On Saturday, he announced strict pandemic restrictions on London and much of southern and eastern England. Downing Street played down the need to expand restrictions to the north of the country. Ministers hope the actions they have taken, which virtually cancel Christmas "as planned," according to Johnson, for nearly 20 million Britons and prevents households from mixing in the newly locked-down areas, will be enough to curb the spread of the new strain.
Britain's chief scientific officer, Patrick Vallance, said it has become clear that the new variant is more easily transmitted but said there is no evidence it is any more lethal than other coronavirus strains. He also emphasized there is nothing to suggest that newly developed vaccines would not be effective against this new mutation.
But government advisers and independent experts have cautioned that more work is necessary to ensure that is the case.
The new variant of the coronavirus is concerning, said Danny Altmann, a professor at Imperial College London, but he believes widespread inoculation will control it in the end.
Writing in The Times newspaper, Altmann said, "As a professor of immunology who has spent the past 10 months working on detailed mapping of immunity to Sars-CoV-2, I feel we need to do careful experiments, but I am calm and retain total faith in these stupendous vaccines."

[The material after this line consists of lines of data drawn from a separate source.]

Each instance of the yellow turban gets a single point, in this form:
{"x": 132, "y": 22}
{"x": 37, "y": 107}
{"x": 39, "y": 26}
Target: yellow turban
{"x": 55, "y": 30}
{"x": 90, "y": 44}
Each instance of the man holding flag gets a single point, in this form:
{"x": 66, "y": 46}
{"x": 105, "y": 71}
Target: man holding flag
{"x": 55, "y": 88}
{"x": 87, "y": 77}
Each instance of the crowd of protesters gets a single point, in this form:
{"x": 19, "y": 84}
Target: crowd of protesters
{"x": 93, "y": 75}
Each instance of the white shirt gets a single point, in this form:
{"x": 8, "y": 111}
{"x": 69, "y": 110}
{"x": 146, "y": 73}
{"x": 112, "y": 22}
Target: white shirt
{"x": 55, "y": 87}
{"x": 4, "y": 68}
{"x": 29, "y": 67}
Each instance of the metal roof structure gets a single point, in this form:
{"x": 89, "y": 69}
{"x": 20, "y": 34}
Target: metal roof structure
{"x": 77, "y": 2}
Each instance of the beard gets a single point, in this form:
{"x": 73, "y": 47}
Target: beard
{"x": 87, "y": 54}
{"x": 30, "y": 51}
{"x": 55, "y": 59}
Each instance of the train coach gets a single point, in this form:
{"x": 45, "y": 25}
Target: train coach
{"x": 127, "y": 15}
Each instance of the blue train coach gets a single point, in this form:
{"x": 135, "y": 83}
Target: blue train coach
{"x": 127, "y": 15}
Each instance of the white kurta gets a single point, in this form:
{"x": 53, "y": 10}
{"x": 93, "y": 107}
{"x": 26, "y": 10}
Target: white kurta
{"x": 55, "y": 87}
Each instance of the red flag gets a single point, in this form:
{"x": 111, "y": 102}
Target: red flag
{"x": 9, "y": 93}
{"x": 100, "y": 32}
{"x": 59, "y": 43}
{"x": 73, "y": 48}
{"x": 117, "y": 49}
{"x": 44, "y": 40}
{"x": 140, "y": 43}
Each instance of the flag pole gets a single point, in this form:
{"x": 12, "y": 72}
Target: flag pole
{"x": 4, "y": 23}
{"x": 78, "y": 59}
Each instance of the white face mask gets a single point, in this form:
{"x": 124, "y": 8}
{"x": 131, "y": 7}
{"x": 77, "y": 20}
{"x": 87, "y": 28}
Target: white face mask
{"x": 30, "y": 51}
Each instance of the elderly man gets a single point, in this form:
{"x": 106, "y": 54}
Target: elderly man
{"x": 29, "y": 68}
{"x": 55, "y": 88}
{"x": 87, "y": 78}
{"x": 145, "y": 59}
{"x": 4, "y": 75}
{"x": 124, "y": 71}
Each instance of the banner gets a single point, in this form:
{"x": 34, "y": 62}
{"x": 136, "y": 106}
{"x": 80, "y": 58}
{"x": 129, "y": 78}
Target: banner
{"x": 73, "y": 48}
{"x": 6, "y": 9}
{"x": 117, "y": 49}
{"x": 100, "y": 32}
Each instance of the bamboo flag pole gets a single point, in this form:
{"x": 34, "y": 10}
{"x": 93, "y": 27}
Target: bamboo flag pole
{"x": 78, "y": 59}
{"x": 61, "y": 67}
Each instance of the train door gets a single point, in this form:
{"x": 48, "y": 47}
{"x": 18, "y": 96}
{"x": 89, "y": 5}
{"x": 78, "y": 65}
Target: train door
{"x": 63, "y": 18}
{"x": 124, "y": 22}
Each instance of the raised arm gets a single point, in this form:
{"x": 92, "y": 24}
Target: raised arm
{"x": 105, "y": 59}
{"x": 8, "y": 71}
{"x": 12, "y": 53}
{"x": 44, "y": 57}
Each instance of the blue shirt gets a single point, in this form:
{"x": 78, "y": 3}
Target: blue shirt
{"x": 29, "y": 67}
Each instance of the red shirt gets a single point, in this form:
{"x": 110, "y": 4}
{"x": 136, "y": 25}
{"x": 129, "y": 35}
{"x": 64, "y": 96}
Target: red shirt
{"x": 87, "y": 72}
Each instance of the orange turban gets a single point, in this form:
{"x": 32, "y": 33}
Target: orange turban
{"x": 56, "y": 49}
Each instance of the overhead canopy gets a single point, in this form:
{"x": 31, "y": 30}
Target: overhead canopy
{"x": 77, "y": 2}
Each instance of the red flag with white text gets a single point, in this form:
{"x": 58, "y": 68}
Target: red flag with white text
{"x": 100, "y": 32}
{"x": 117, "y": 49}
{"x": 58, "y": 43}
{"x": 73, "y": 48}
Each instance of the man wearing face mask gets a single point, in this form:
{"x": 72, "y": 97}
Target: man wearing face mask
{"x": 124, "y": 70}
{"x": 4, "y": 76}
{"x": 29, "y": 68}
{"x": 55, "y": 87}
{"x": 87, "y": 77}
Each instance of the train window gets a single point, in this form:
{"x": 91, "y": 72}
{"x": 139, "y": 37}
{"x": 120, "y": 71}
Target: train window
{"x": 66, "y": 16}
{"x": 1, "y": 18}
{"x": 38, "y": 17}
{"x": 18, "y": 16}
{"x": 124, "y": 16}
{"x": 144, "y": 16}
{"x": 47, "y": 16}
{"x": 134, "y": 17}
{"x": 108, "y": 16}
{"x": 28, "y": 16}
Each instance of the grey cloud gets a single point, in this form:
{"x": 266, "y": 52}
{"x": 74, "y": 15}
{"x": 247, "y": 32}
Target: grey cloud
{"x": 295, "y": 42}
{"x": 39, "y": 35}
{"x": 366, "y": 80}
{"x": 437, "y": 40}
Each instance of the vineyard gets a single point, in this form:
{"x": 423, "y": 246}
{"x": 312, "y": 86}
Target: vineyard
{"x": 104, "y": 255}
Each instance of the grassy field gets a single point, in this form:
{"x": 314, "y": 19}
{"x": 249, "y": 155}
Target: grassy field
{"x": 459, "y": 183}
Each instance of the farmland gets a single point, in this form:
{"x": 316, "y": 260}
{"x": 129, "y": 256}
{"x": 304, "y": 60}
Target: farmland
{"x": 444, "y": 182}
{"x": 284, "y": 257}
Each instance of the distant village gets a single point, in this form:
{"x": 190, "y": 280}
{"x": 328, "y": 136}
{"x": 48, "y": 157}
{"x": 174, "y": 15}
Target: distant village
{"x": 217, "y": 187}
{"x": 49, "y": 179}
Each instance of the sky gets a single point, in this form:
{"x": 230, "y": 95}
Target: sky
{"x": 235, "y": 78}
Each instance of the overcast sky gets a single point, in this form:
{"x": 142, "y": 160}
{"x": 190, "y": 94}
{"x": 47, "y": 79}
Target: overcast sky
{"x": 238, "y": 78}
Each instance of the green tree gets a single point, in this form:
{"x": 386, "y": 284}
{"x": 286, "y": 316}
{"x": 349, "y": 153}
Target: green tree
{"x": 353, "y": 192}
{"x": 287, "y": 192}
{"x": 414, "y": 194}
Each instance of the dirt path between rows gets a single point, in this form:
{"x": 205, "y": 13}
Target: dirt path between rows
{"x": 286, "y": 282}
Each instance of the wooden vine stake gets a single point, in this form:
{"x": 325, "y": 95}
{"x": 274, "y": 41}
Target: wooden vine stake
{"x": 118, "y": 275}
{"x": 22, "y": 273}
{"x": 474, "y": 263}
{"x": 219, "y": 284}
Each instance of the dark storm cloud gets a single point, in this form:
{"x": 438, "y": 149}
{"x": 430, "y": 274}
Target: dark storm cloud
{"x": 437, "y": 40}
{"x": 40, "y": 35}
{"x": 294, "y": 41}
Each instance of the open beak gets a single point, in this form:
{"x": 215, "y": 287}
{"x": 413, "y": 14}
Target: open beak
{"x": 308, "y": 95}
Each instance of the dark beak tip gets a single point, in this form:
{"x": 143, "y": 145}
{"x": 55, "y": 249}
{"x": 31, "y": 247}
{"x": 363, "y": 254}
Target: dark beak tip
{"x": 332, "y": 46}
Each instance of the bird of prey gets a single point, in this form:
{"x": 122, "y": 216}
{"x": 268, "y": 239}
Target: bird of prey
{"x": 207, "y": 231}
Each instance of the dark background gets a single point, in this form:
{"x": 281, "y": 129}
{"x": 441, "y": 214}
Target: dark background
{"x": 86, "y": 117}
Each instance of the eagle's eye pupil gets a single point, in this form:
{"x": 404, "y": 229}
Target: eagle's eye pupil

The new strain was confirmed December 13 in the county of Kent in southern England. Initial analysis by government scientists suggested it is "growing faster than the existing variants."
The variant was initially found in a patient in September. Genome sequencing, which took nearly a month, indicated it was a new strain, but government scientists were not too worried, as mutations come and go.
But as infections continued to surge in November and December, scientists realized they were dealing with a more infectious version of the virus.
The new variant includes up to 23 changes, including with the spike protein, which the virus uses to enter human cells that allow it to replicate. There have been many mutations in the virus since it emerged last year in Wuhan, China, with 4,000 mutations in the protein alone. Virologists say most mutations are insignificant and part of the expected evolution of the virus.